A trama é baseada na vida da personagem central, Margherita. Uma jovem de apenas 14 anos que está para entrar no liceu (equivalente ao ensino médio) e, como toda jovem dessa idade, está com medo e insegura com o que o futuro lhe reserva. Como se apenas isso não bastasse, tem um outro baque: seu pai foi embora e ninguém sabe para onde. Ela não consegue aceitar, ela o quer de volta e isso servirá de base para o restante da história.
- E seus pais, o que eles fazem?- Eles se separaram – respondeu Margherita -, não fazem mais nada.Pág. 103
E é através de Margherita que vamos conhecer os outros personagens. A amiga da escola, Martha e sua numerosa família, incluindo gêmeas dançantes e uma animada mãe figurinista. Conheceremos, também, o excêntrico professor de italiano e latim, um apaixonado pelas letras que encontrou nos livros seu porto seguro. Ele se trancou com eles e esqueceu de se apaixonar pela vida... Ele quer incutir aos alunos o poder das palavras, através de Homero, e ao mesmo tempo fazê-los enxergar que os anos no Liceu serão cruciais para o restante de suas vidas, é quando eles precisarão tomar posse dela e escolher o próximo passo para o futuro. Pena que ele não aplica as mesmas regras para si.

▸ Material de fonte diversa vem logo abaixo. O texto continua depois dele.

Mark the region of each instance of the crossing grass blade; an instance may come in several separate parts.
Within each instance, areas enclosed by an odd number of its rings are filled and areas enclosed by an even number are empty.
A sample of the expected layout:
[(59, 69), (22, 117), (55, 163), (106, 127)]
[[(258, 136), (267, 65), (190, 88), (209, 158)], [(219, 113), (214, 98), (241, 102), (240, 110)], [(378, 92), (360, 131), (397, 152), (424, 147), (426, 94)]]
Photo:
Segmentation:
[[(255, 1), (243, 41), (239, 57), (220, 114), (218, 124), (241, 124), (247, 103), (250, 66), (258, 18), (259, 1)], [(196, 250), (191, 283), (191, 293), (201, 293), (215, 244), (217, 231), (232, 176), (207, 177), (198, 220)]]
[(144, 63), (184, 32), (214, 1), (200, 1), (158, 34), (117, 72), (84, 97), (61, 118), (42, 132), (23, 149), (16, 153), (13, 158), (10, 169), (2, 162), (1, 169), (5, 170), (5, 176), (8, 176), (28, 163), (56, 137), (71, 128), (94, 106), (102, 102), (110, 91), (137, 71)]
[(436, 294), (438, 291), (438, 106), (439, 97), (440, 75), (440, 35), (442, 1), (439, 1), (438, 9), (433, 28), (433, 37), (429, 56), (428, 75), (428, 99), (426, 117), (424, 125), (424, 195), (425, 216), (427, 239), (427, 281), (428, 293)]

Stella, namorada do professor, é outra personagem memorável. O relacionamento deles é um misto de fantasias. Eles conversam através de títulos de livros e quando chega a hora de finalmente pensar adiante, o professor se esconde. Ao passo que Stella é corajosa, ele é um covarde, tem medo do passo seguinte, medo de mudança, medo de sair do conforto.
Iremos conhecer Giulio, um adolescente (três anos mais velho que Margherita) desafortunado que foi criado por instituições de caridade e desde cedo aprendeu a roubar para ter o que queria. Mas, ao ver Margherita, resolve que precisa de um futuro melhor. O que ele mais gostaria era poder absorver toda a tristeza que emanava dos belos olhos dela. E ele precisava conhecê-la, já havia esperado tempo demais. Toda uma vida.
A avó de Margherita é como nossas avós, só carinho e pérolas de sabedoria. O pequeno irmão dela, também, é incrível; em seus dez anos, ele consegue enxergar mais verdades que muitos adultos e adora colecionar sabedoria do tipo “coisas que ninguém sabe”.
A narrativa de Alessandro D’Avenia é rica e profunda e, ao mesmo tempo, de uma sutileza comovente. Em Coisas que ninguém sabe (Bertrand Brasil, 378 páginas, R$ 39,00) ele escreve tudo junto e misturado. Ele muda a narrativa sem indicar o personagem e, apesar de estar misturado, o leitor consegue compreender perfeitamente quem está narrando aquele trecho, tamanho a força dos personagens.
Além da força, seus personagens têm fome (se você leu a trilogia Irmãos Wolfe - Markus Zusak -, e conheceu Cameron, saberá do que estou falando). Fome por aquilo que é grande. Fome pela vida.
A Bertrand Brasil lançou outro livro do D’Avenia, do tipo VOCÊ PRECISA LER. Branca como o leite, vermelha como o sangue, foi um dos melhores livros que li em 2011. O autor sempre deixa uma pegunta no ar, no livro anterior foi: O que faz seus olhos brilharem? Nesse, ele pergunta: Quando foi a última vez que você perdeu o sono pensando na vida que o espera? Quando?